Is there a way to safely chroot into a Fedora system and perform package management?
I would like to chroot into my Fedora 27 system and perform some package management tasks namely installing the grub2-efi package with DNF so I can re-installed my GRUB2 bootloader for F27. The reason I need to do that is that I installed a second Fedora 27 system on the same hard disk and its bootloader overwrote my previous installation's. Unfortunately as my Fedora root partition is formatted as Btrfs for some reason the GRUB bootloader of my other distributions I have installed, including my second Fedora 27 installation, do not make boot entries for this old F27 installation and yes os-prober is installed on them and I have run grub-mkconfig -o /boot/grub/grub.cfg
(or their equivalent e.g. grub2-mkconfig -o /boot/grub2/grub.cfg
I know is what is done on Fedora) on them since I made this old Fedora installation. Now the reason for this question is not that I do not know how to chroot into a Linux system in general, but because whenever I do so with Fedora and then do package management within the chroot I end up with several systemd services failing on me on boot and the system refusing to finish booting. To be clear I would like to avoid this unpleasant result.

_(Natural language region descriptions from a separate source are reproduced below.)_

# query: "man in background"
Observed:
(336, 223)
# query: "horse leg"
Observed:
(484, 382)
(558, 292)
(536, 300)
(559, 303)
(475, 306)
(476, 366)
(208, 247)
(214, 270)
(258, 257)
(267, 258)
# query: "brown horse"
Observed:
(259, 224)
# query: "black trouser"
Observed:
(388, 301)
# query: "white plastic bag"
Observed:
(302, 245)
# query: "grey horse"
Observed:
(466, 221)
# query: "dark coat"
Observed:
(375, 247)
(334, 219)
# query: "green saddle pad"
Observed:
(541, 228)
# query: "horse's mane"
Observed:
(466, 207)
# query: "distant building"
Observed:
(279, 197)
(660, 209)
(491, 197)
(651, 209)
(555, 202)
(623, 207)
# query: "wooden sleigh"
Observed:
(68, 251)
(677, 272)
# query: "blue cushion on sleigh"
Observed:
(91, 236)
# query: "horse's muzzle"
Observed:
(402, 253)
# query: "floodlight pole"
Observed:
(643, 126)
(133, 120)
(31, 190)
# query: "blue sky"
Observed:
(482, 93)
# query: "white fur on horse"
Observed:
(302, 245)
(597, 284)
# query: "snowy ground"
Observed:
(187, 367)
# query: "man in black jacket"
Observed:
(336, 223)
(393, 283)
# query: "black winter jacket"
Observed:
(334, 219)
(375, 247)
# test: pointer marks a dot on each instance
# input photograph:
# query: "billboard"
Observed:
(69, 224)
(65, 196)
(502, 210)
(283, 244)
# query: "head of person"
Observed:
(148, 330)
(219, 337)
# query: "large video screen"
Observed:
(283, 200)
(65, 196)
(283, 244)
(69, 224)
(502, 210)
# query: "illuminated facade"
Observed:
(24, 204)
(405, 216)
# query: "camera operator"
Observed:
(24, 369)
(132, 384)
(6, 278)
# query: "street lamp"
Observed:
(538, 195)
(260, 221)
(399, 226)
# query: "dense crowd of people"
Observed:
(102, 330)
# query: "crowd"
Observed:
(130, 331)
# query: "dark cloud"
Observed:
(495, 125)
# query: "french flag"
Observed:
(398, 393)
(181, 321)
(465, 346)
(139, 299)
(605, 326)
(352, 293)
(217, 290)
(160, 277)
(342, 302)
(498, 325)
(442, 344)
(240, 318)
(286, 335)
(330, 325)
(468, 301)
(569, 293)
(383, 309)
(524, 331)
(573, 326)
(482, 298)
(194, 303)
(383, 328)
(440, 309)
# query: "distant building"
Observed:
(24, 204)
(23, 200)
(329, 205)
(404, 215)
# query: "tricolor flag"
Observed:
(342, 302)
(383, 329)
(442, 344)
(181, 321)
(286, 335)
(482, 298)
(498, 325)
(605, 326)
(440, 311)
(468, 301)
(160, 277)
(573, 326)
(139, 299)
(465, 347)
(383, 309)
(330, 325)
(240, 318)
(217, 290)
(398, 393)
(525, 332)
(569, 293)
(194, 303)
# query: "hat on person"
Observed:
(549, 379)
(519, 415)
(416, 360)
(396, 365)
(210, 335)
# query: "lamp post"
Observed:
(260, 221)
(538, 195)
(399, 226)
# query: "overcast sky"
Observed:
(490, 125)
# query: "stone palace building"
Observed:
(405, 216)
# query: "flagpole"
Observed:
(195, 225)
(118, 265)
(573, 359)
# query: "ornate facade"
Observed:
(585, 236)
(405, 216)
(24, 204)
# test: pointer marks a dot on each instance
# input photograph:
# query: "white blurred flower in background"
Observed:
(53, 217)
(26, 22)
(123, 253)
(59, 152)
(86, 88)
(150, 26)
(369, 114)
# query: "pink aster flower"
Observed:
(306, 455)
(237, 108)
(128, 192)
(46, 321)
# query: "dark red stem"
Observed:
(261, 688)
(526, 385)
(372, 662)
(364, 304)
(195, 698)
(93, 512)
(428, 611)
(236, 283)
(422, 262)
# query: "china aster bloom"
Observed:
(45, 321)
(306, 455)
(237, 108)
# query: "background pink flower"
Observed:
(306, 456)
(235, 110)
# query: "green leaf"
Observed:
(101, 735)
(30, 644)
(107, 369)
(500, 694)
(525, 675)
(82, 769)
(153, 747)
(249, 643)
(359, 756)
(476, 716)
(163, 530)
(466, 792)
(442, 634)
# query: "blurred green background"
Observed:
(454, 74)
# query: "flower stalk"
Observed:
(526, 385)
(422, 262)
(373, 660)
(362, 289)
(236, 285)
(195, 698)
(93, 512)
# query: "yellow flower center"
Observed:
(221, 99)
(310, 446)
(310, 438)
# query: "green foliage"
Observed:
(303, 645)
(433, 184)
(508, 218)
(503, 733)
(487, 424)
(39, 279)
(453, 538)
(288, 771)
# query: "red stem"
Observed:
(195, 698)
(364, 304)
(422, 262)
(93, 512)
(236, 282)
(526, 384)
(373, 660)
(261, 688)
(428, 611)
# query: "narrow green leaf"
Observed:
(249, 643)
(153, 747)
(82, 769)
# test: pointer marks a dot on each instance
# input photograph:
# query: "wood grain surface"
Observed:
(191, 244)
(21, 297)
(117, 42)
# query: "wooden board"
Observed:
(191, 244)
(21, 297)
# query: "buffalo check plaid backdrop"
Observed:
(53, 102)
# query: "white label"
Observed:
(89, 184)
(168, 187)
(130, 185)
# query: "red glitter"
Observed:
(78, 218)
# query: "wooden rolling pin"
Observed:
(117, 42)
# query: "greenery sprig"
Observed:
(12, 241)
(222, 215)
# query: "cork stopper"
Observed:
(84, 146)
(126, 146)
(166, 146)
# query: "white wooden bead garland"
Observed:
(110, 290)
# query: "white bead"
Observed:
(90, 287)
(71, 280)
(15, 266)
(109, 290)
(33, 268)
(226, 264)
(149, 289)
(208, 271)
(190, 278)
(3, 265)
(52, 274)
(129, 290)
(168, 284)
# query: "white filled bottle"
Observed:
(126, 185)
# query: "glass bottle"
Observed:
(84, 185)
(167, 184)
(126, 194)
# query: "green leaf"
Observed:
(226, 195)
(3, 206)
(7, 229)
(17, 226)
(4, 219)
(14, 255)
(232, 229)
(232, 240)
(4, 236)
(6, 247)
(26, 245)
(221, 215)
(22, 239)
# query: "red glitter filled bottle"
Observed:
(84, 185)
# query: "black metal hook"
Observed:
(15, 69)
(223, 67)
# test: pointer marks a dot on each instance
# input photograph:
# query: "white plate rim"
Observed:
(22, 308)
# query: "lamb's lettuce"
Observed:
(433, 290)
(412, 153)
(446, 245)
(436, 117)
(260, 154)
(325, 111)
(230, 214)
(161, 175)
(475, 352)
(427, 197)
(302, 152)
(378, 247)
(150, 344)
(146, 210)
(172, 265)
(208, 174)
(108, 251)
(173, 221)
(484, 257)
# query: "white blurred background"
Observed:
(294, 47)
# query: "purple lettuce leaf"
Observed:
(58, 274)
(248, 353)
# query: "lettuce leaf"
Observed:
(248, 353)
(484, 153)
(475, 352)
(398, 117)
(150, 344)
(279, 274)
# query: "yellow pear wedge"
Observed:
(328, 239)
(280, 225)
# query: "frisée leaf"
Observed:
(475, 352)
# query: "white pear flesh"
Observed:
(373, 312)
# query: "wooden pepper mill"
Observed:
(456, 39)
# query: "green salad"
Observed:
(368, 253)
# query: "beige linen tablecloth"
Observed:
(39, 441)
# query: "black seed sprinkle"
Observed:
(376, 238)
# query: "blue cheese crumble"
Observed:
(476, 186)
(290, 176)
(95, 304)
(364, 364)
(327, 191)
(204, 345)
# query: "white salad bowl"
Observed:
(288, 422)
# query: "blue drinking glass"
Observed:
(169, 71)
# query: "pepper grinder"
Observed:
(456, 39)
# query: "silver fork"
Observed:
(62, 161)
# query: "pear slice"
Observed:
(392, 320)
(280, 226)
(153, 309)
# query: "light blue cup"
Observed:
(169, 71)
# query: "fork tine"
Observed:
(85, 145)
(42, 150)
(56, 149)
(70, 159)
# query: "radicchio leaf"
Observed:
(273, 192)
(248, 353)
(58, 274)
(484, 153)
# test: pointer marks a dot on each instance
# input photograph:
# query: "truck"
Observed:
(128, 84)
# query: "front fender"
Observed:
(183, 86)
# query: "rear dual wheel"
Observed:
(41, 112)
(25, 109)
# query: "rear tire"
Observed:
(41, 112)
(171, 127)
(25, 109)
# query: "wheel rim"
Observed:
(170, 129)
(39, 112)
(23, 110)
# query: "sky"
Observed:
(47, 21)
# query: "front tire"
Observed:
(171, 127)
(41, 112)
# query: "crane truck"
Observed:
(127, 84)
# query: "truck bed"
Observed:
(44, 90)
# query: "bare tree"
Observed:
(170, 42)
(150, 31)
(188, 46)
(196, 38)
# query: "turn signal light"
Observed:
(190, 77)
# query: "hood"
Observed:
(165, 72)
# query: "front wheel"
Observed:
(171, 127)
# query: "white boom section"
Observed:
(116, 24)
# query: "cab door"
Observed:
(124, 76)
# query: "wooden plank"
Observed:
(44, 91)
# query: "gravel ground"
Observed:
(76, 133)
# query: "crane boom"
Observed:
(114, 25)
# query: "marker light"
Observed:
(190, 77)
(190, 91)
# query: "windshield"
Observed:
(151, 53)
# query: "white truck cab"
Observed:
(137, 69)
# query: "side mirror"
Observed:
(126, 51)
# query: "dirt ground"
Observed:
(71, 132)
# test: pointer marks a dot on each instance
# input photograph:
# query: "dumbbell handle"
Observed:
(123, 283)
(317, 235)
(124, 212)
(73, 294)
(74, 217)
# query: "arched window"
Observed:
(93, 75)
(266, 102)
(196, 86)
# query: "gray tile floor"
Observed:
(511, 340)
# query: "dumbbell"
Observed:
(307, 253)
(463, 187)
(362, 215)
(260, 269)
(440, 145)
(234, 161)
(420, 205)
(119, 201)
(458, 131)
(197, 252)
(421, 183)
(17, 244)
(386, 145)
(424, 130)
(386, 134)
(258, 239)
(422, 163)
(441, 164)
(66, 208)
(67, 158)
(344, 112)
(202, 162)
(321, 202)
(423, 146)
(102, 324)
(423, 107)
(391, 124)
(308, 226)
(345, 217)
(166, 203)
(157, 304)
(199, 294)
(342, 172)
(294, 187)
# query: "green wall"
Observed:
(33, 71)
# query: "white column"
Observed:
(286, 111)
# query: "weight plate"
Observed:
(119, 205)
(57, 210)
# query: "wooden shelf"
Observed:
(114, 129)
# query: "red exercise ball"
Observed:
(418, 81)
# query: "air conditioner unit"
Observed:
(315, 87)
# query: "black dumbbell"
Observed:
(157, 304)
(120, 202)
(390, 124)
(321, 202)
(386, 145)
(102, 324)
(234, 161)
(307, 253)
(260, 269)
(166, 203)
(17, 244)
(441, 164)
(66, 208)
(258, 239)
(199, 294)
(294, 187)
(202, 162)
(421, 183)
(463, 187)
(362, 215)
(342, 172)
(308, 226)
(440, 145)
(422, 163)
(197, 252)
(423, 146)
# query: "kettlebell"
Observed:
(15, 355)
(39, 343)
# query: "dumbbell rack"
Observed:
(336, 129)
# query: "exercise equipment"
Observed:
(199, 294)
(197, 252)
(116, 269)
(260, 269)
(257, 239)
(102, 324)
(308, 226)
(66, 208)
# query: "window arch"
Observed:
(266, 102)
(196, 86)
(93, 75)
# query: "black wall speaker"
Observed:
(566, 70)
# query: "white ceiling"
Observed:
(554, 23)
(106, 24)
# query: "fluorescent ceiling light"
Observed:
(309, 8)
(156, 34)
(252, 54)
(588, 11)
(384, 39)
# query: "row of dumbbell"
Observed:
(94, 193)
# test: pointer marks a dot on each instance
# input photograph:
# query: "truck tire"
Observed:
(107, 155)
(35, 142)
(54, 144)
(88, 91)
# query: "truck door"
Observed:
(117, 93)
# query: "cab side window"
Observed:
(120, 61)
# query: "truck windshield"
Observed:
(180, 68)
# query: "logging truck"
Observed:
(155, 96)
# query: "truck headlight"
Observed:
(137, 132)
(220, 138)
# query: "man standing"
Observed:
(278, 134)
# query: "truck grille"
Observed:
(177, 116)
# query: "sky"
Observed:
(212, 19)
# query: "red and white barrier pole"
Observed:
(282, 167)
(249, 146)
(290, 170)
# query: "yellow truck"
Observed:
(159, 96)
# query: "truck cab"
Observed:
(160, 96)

Here is my chroot procedure so you can scrutinize it (after I've mounted the required partitions, say the root partition is mounted at /mnt for the sake of the commands shown below):
mount -t proc /proc /mnt/proc
mount --rbind /dev /mnt/dev
mount --make-rslave /mnt/dev
mount --rbind /sys /mnt/sys
mount --make-rslave /mnt/sys
cp -L /etc/resolv.conf /mnt/etc
chroot /mnt /bin/bash
Your system is running with UEFI firmware, right? Then, your
grub-mkconfig
command is supposed to begrub-mkconfig -o boot/efi/EFI/fedora/grub.cfg
.Might be a bad habit I picked up from Arch as
/boot/efi/EFI/arch
only has grubx64.efi in it. Thanks, makes no difference though in this case. The bootloaders on other systems all do not even mention Fedora in their grub-mkconfig output, so hence an entry isn't even being created, regardless of the file it's stored in. The second Fedora installation does mention the other Fedora install in its GRUB output but as it was installed AFTER the first it should have written the first install's entry to its config to begin with. Anyway updating its GRUB config this way doesn't fix this problem.